Die Grand opera überzeugt auch im Kleinformat
MÜNCHEN / DIE HUGENOTTEN
03/09/21 Mit Opern „in hoher Qualität, besetzt mit durchwegs jungen Talenten“ an „ungewöhnlichen Orten“ will das Münchner Ensemble opera incognita überraschen. Das gelingt diesmal mit einer ganz stark eingekochten Fassung von Giacomo Meyerbeers Die Hugenotten.
Von Hans Gärtner
Meyerbeers Werk aus dem Jahr 1836, seit dreißig Jahren in München nicht aufgeführt, ist hier von vier auf zwei Stunden gekürzt und nur einem Dutzend Instrumentalisten anvertraut. Dazu acht Solisten und 25 Chorsänger – und das für eine „Grand opera“ schlechthin! Die Allerheiligen-Hofkirche der Residenz München, dieser strenge Klenze-Bau in dichter Nähe zum Nationaltheater, erweist sich wieder als einer der feinsten Theaterräume Münchens.

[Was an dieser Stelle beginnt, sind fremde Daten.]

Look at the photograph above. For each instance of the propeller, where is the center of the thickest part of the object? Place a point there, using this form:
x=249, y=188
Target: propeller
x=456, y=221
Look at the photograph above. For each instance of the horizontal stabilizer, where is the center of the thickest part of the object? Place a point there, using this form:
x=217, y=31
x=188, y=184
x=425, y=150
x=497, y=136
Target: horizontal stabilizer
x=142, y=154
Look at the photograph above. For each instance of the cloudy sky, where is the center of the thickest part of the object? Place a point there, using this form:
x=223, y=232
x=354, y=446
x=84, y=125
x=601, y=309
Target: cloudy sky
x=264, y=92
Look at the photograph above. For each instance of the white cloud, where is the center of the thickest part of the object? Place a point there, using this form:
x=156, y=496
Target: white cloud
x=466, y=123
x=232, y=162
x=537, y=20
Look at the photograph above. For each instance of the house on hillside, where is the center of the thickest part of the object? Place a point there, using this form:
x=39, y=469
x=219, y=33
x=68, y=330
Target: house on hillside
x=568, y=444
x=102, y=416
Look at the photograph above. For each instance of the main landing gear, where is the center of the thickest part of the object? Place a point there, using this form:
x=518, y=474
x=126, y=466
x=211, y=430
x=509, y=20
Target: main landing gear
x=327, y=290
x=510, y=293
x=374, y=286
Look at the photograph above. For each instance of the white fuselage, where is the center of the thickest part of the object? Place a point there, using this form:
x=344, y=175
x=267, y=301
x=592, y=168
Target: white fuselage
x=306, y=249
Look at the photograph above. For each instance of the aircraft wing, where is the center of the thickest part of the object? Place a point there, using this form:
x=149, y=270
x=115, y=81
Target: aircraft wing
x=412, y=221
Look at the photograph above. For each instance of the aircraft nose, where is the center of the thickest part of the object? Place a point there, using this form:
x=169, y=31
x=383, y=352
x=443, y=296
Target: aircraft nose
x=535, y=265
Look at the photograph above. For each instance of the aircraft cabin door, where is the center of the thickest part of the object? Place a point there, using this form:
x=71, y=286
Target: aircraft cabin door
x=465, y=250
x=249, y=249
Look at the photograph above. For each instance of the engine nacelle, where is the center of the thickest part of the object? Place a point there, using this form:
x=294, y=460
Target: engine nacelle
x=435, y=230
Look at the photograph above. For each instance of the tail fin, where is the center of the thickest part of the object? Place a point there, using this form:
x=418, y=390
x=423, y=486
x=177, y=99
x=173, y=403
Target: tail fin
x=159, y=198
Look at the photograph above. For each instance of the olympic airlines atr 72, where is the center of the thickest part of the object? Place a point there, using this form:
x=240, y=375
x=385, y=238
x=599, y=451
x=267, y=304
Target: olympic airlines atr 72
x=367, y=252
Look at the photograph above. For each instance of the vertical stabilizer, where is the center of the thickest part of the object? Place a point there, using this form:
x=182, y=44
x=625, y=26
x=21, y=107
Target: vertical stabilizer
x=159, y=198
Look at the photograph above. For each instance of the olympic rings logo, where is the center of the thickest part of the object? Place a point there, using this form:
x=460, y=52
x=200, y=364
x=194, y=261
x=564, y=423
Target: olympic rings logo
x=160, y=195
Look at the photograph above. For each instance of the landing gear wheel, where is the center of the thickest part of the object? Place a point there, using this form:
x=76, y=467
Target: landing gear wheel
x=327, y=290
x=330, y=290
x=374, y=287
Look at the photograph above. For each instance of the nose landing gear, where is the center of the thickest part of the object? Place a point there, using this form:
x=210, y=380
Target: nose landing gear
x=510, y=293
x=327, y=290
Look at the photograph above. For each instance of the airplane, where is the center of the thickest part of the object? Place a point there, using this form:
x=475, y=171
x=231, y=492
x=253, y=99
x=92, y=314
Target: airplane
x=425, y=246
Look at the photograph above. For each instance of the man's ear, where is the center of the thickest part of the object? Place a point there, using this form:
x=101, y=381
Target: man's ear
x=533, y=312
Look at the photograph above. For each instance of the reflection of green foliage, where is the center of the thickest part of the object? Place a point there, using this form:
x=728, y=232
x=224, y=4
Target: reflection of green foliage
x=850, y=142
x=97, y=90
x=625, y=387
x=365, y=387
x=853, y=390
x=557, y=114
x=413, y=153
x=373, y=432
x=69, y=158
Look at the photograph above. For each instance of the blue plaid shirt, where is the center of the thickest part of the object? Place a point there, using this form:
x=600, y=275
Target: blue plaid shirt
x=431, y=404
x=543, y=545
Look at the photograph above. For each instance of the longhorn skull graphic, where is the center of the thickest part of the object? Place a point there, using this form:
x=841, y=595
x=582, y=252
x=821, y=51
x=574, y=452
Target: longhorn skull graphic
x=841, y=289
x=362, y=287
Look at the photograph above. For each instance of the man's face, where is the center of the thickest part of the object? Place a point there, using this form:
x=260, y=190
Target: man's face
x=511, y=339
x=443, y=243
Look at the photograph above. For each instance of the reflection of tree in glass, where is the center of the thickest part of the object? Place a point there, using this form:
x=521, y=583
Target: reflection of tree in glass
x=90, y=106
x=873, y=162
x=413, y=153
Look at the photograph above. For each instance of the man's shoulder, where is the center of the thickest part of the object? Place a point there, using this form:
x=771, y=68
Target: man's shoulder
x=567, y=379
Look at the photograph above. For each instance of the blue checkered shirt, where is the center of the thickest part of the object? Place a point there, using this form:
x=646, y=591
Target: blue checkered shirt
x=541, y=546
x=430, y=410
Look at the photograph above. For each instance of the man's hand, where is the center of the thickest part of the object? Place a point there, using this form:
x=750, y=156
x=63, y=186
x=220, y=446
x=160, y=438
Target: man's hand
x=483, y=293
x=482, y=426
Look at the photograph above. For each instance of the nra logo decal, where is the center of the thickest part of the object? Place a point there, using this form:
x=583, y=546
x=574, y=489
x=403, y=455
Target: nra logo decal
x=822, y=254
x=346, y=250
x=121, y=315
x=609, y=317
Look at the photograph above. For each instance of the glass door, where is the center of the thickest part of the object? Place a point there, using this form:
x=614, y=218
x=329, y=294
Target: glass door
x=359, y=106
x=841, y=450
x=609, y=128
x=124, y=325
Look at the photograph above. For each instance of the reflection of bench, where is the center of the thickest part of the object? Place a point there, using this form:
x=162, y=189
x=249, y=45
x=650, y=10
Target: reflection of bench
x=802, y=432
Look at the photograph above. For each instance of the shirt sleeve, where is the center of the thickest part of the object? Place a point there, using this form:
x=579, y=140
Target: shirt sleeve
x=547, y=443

Vor der farbig unterschiedlich ausgeleuchteten halbrunden Backsteinziegelwand erleben die 140 zugelassenen, im Kirchenschiff sorgsam verteilten FFP 2-Maskierten hörend, sehend, mitleidend, das kompliziert-altbackene Deutsch des Scribe-Textes und seltsame Luftballon-Spiele ertragend ein Verwirrspiel, das hohe Aufmerksamkeit abverlangt: Minne, Eifer- und Rachsucht, religiöser Fanatismus zwischen den erzkatholisch Schwarz- und calvinistisch-protestantisch Weiß-Gekleideten. Das mündet zu phonstarker „guter“ Letzt in die hoier von Massaker-Blut freie Bartholomäusnacht des 28. August 1572.

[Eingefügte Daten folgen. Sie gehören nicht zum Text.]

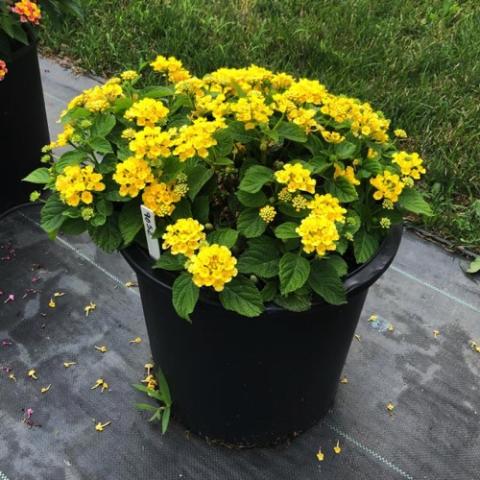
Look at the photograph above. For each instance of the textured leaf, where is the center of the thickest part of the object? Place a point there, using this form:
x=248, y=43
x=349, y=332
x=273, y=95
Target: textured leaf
x=325, y=282
x=255, y=178
x=293, y=272
x=250, y=224
x=242, y=296
x=184, y=295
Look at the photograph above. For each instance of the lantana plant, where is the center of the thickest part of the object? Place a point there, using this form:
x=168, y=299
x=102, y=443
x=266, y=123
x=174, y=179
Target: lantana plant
x=267, y=189
x=17, y=18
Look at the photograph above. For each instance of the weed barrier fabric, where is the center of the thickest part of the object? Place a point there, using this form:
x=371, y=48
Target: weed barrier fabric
x=433, y=381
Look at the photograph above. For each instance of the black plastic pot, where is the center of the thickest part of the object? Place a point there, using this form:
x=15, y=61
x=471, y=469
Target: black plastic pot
x=23, y=124
x=253, y=381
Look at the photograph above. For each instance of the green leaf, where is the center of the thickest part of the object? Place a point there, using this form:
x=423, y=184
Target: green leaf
x=474, y=267
x=293, y=272
x=103, y=125
x=100, y=145
x=365, y=245
x=73, y=157
x=325, y=282
x=286, y=230
x=242, y=296
x=342, y=189
x=261, y=258
x=413, y=201
x=51, y=218
x=258, y=199
x=269, y=291
x=291, y=131
x=40, y=175
x=338, y=263
x=201, y=208
x=130, y=221
x=250, y=224
x=223, y=236
x=255, y=178
x=184, y=295
x=107, y=236
x=345, y=150
x=170, y=262
x=73, y=226
x=197, y=178
x=294, y=302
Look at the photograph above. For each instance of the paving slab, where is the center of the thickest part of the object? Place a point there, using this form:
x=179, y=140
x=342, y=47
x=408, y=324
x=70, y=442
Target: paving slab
x=433, y=381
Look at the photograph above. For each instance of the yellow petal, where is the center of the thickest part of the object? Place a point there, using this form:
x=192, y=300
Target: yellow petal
x=337, y=449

Die kleine Schar tüchtiger, flexibler Instrumentalisten, angefeuert und bei der Stange gehalten von Meyerbeer-Arrangeur und musikalischem Leiter Ernst Bartmann, bleibt, ins Links-Außen gerückt, in gewisser Weise Nebensache. Das hat bei der Premiere gerade an den heiklen Stellen zu wackeligen Verständigungen zwischen Chor (namentlich wenn man ihn auf die rechte Empore schickte) und Solisten geführt.

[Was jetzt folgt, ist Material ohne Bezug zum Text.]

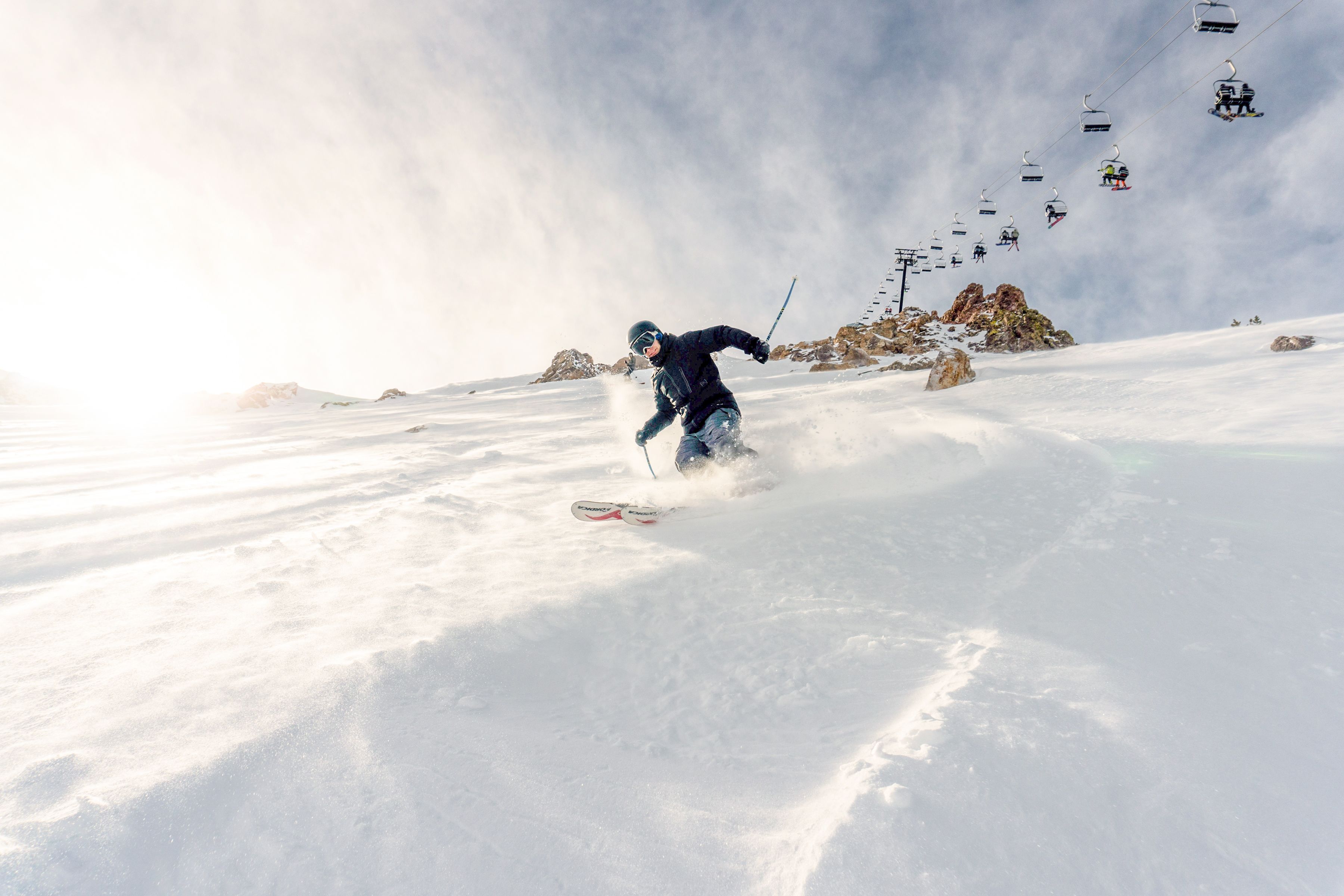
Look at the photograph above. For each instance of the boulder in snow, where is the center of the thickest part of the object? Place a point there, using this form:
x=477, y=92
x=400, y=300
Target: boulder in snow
x=1007, y=321
x=1292, y=343
x=951, y=368
x=267, y=394
x=570, y=364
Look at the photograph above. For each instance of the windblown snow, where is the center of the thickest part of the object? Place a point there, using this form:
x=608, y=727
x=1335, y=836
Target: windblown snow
x=1074, y=628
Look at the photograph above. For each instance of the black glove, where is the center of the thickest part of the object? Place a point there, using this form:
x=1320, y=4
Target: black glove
x=761, y=351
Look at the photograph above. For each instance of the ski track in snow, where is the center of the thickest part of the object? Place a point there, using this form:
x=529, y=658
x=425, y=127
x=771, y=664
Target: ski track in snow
x=1073, y=628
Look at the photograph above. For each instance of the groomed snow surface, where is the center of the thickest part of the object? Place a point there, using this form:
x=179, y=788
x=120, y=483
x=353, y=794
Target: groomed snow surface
x=1076, y=628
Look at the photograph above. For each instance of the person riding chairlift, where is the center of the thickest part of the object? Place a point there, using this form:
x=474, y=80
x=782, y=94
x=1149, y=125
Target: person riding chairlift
x=1244, y=101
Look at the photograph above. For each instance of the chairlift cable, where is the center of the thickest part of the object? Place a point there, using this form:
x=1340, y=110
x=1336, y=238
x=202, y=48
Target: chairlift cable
x=996, y=186
x=1195, y=84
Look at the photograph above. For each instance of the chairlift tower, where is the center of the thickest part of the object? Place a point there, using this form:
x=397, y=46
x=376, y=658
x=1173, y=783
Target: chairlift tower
x=905, y=258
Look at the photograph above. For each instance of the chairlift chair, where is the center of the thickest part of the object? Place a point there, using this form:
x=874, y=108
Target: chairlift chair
x=1119, y=175
x=1055, y=210
x=1229, y=96
x=1030, y=174
x=1214, y=21
x=1093, y=120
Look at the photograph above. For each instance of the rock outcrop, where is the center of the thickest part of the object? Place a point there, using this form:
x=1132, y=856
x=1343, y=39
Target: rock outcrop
x=912, y=334
x=570, y=364
x=267, y=394
x=951, y=368
x=1292, y=343
x=1007, y=321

Mit seinen Sängerinnen und Sängern aber ist der Dirigent in bestem Kontakt. Eine bloß „halbszenische“ Aufführung? Von wegen! Schon die bildschönen Kostüme (Aylin Kaip) sprechen dagegen. Auch die perfekt agierenden Protagonisten, erst recht der grandiose Einfall des Regisseurs, die von der Oberammergauer Passion her bekannten „Lebenden Bilder“ einzusetzen – da hat man doch genug „Szenerie“. Und alles ohne Krampf. Man spart sich (hier schlecht mögliche) Um-Bauten und Schauplatzwechsel. Alles fließt ineinander und ist zum allergrößten Teil Ohrenschmaus. Dafür sorgen, die Männer weit hinter sich lassend (auch wenn der alte Haudegen Marcel alias Torsten Petsch mit „Ein feste Burg...“ noch so draufhaut und sich Raoul (Manuel Ried) respektabel schlägt, die schönen Damen – vor allem die berückend singende katholische Königin Margarethe (Ines Bergk) und die nach all dem Gerangel und Gemetzel bis zum Tode herrlich singende Valentine (Dafne Boms).